Molokai is cruisin
for a $$$ bruisin
Say someone wants to come to your house and give you money. Now say it again. Say it as many times as you want, but it's not going to happen.
Unless you happen to live on Molokai. There are literally shiploads of people aching to debark on the Friendly Isle and give money to the friendly islanders. But some of those islanders aren't so friendly when it comes to cruise ships. They don't want the big boats parked outside their reefs, shuttling sunburned travelers to the island to sight-see and buy island-made Molokai mementos. True, the island where the doodads are made actually is Taiwan, but hey, an island is an island. Or is it?
Some islands, like Kauai, Oahu and Maui, beg for tourists. A tourist is the most efficient and advanced currency-conveying organism to evolve on Earth. And it is very easy to get tourists to give you currency. You simply have to give them something of less value in return. Why tourists would be willing to buy a puka shell necklace for $25 when they can buy a bag of the same necklaces at Costco at home in Boise for half the price is one of those happy mysteries that keep tourist industry executives giggling themselves to sleep every night.
Like turtles wading ashore to bury eggs in the sand, tourists come ashore here and leave wads of swag buried in local businesses. Government officials thoughtfully wrench most of that money away from the businesses in the form of taxes, fees, assessments, charges, levies, tariffs and ransom, investing it in things like schools, roads and the election campaigns of their brothers-in-law.

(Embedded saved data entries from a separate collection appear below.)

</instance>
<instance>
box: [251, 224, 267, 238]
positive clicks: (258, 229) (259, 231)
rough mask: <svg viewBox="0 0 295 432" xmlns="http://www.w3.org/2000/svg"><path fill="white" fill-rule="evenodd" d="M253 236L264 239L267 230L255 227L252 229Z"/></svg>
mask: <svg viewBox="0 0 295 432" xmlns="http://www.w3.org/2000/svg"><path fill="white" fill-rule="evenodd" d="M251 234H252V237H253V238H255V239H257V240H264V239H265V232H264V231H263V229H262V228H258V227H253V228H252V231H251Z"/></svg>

MOST ISLANDERS SEEM happy to relieve tourists of their financial burden. Kauai is like a punch-drunk fighter when it comes to trying to attract tourists: Every time it gets on its feet, it gets knocked down again. (It's an uppercut from the Gulf War! Boom! It's a straight right from Hurricane Iniki! Slam! The champ's tryin' to get to his feet. He's almost up. He's ... wait! There's a roundhouse from 9/11. Blooie!)

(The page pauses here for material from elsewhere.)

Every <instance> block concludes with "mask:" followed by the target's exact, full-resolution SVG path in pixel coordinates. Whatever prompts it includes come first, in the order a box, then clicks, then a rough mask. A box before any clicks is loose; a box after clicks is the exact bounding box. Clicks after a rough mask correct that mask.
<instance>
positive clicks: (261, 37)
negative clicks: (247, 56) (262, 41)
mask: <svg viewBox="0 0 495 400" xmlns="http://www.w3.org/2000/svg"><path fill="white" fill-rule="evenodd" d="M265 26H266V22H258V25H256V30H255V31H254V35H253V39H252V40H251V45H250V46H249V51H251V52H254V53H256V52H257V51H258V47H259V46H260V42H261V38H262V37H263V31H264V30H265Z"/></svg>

But there are two islands that aren't that keen on tourists: Molokai and Kahoolawe. Well, Kahoolawe likes tourists to visit, but it keeps blowing up.

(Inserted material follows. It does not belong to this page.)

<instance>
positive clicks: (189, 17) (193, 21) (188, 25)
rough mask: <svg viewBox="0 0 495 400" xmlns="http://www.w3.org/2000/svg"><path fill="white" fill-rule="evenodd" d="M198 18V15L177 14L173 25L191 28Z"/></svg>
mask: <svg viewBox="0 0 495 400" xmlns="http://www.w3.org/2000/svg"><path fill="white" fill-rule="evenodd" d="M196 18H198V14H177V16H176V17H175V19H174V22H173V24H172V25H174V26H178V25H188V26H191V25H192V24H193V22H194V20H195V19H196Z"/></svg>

Molokai residents have gotten used to low-key tourist developments, but some don't want the cruise ship trade. Their prayers that the cruise ships not anchor have been eerily answered in recent weeks, once when the wind kept the boat at bay and last week when the ship was called away by the Coast Guard to help in a rescue at sea.
Don't be surprised if the anti-cruise ship faction wins this one. Not because they are right. But because once seagoing tourists find out that neither they nor their moola are wanted on Molokai, they'll find a friendlier isle in the chain on which to unload their dough.